I admit it’s a little awkward to share that bit with you. I figure some of you may think it’s borderline crazy that a 39-year-old mother of three is crying over grown men—strangers! musicians! superstars!—and I won’t argue with how it all looks on paper.

But I will tell you that I didn’t feel the least bit melodramatic sitting there crying like a devastated child. Because here’s the deal: Something amazing happens when you love a band for so long…the experience turns into a relationship of sorts. And when you find out that the relationship is over—even if the ending comes in the best of situations, in a confluence of “it’s just time” circumstances—it’s still an enormous loss. And this band, this relationship, deserves every tear I shed.

My words may be struggling today, but I can say this without hesitation: it’s been an incredible gift to love R.E.M.’s music for so long. I will always be grateful for the anchor and the inspiration.

Thanks and Godspeed, y’all.

Comments

  1. Oh how I love this one. Do you know I have actively imagined what my reaction when I am in my 90s and hear of the passing of members of Crowded House? I know that I will weep, for all the reasons you say; when these bands stop, the little piece of electricity they create inside our souls stutters too. I have to say, though, that I have so much respect for Stipe & Co. for calling it quits on their own terms and the gracious passing of the torch to the next generation. In many ways it’s better for them to leave fans with them at their best than to continue to release music that lacks the same soul as the earlier stuff (not naming names, but I know which bands I’m thinking of.)

    On a side note, when our eldest was an infant “Losing My Religion” was big on the radio, and we used to sing our own version, “That’s me in the corner, that’s me in the spotlight, changing Baby’s diaper, trying to keep a hand on her, but I don’t think that I can do it. Oh no she stinks too much, she wiggles quite enough.” Anyway it made us laugh.

  2. I am so envious of you, and others who have that deep connection with music. I love music, I always have, and I have certainly obsessed over a few artists here and there… But I have never had the kind of relationship with a band that you’re describing. It’s a wonderful thing, and I envy it. How cool that you have those memories and that you let REM’s music into your soul like that. I hope once you are done grieving, you keep celebrating their music. That sounds so cheesy! But I mean it!

  3. They need to have a band “funeral” and you need to deliver the eulogy. This was just awesome. And I do feel for you.
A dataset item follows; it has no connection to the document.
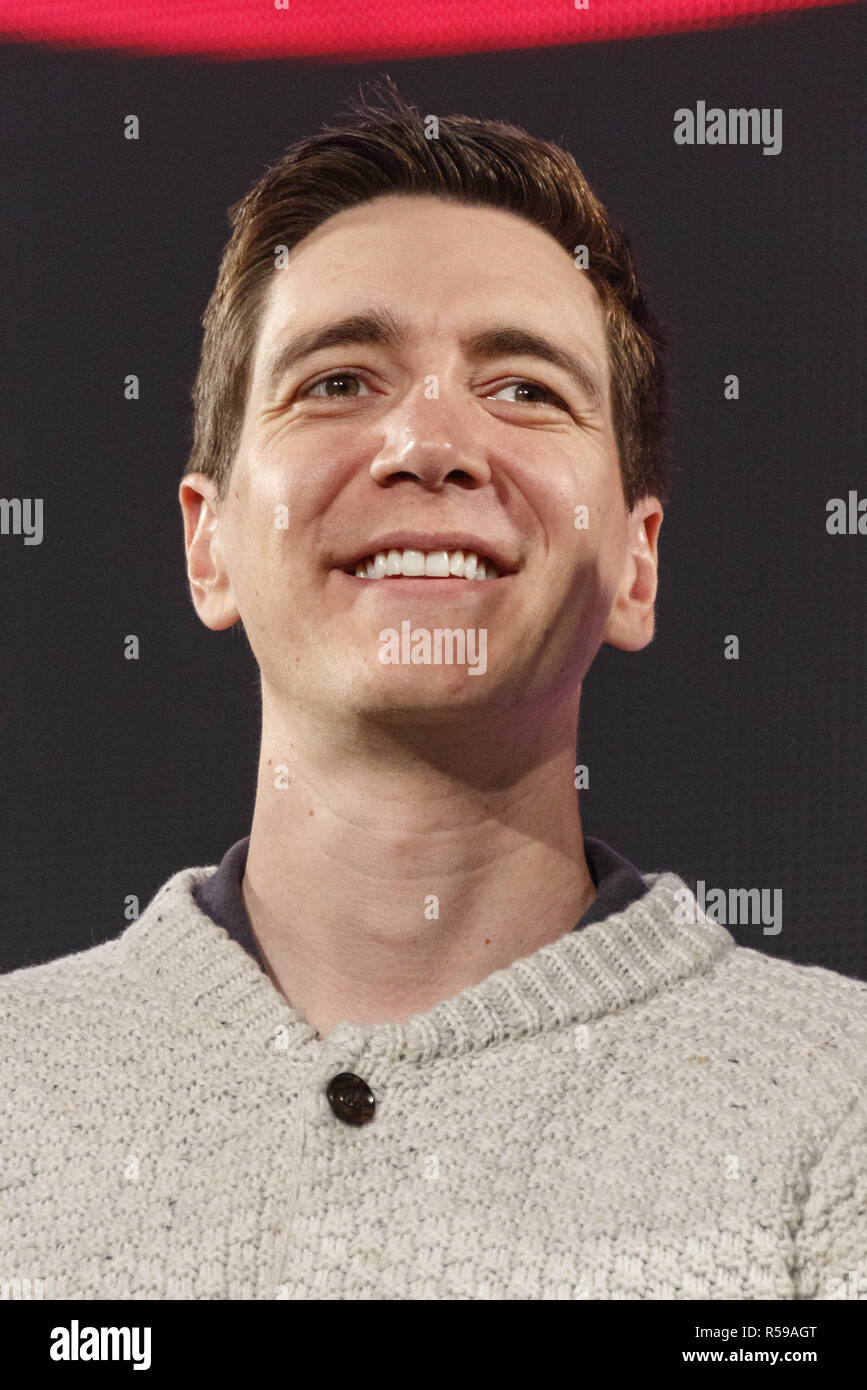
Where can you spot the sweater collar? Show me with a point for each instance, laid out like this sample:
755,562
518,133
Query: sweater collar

I’m 42. My teen/college years are forever marked by the sounds of R.E.M. and U2.
    Cry on girl. Cry on….

  4. I felt the same way when Debbie Gibson changed her name to Deborah.

    (Kidding. I wasn’t a huge fan, but I loved reading this piece and your dedication to them transmitted without all the lyrics and tales.)

  5. So you are asking a near non drinker to tell you the difference between whiskey & rye?
    Bourbon is whiskey but only whiskey that is made in the USA can be called bourbon. Ditto Scotch Whiskey or Irish whiskey. I’m trying for extra credit
    Whiskey…to me… is going to made from corn…at least 51%
    Rye whiskey will have been made from at least 51% rye
    Blended whiskey is of course blends.

    The song would have really been bad if they had been drinking, “Scotch, Irish, Blends, Corn whiskey, Bourbon and Rye……and a Coke.

  6. There wasn’t even time to say goodbye to Wendell Gee. That’s what I woke up thinking the next day. Even now, a year and a half later, I still can’t figure out how to explain the role they played in my life. But with time I’ve realized that we won’t say goodbye, so long is so much more.

    • It’s funny, I’ve written about them a couple times and it’s always a very painful process, and I’m usually not happy with the end result. There are some things that just can’t be put into words.

      Thank you for your kindred spirit!